My first instinct was to use the pseudo-inverse of $B$. If $B = U S V^T$ is the singular value decomposition of $B$, then $B^+ = V S^+ U^T$ is the pseudo-inverse, where $S^+$ is formed by inverting the non-zero entries of the diagonal matrix $S$. I guessed that this would give $$ f_\vec{Z}(\vec{z}) = \frac{1}{\left|\det^+ S\right|} f_\vec{X}(B^+ \vec{z}), $$ where by $\det^+ S$ I mean the product of the non-zero singular values.
This reasoning agrees with the density for a singular normal (conditioned on knowledge that the variable lives on the appropriate subspace) given here and mentioned also here and in this CrossValidated post.

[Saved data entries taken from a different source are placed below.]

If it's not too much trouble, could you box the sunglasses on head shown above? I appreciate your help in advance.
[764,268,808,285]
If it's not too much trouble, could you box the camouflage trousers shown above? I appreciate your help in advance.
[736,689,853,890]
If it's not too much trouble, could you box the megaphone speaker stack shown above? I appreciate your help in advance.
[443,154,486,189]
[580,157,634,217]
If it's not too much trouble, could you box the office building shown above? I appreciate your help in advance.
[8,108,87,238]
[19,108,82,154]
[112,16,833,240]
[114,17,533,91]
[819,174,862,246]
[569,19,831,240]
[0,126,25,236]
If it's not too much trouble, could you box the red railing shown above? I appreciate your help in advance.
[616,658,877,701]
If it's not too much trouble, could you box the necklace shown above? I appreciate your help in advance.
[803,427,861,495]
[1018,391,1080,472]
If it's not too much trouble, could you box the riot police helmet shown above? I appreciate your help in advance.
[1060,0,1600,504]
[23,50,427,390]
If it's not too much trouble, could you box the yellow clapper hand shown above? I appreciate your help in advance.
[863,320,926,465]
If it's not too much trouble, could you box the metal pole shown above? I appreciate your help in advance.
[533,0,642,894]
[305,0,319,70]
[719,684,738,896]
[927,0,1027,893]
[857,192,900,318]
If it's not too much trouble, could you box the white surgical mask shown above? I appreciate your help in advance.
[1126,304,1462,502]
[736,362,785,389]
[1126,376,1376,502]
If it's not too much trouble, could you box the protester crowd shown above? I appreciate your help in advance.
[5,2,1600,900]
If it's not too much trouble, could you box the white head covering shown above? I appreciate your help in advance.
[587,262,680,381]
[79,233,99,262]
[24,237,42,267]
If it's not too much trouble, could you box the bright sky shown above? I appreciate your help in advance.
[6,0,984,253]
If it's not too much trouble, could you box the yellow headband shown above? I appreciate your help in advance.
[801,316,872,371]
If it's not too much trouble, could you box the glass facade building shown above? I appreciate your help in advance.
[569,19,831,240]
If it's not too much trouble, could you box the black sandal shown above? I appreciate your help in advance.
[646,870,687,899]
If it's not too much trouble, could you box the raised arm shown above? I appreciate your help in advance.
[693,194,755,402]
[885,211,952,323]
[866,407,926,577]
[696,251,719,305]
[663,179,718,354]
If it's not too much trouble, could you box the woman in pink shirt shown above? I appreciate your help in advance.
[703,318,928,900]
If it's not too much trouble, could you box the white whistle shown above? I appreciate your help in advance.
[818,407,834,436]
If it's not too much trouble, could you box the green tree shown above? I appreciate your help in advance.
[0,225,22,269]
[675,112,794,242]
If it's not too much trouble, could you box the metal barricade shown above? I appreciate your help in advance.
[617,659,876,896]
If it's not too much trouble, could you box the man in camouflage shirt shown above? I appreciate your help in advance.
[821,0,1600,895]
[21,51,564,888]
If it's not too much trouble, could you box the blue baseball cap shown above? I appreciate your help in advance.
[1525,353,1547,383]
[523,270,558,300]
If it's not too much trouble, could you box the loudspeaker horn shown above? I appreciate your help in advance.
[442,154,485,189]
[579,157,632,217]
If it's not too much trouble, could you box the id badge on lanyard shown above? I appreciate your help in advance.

But it isn't right! The normalization constant is off. A (trivial) counterexample is given by considering the following case: With $X \sim \mathcal{N(0, 1)}$, let $$ \vec{Y} = \begin{pmatrix}1 \\ 1\end{pmatrix} X = \begin{pmatrix}X \\ X\end{pmatrix}. $$ Here the matrix $B$ from above is just the ones vector. Its pseudo-inverse is $$ B^+ = \begin{pmatrix}1/2 & 1/2\end{pmatrix} $$ and $\det^+ B = \sqrt{2}$. The reasoning from above would suggest $$ f_\vec{Y}(\vec{y}) = \frac{1}{\sqrt{2\pi}\sqrt{2}}\exp\left(-\frac{1}{2}\vec{y}^T (B^+)^T B^+ \vec{y}\right), $$ but this in fact integrates (on the line $y = x$) to $\frac{1}{\sqrt{2}}$. I realize in this case you could just drop one of the entries of $\vec{Y}$ you're done, but when $B$ is much larger identifying the set of entries to drop is annoying. Why doesn't the pseudo-inverse reasoning work? Is there a general formula for the density function of a linear transformation of a set of random variables by a "tall" matrix? Any references would be greatly appreciated as well.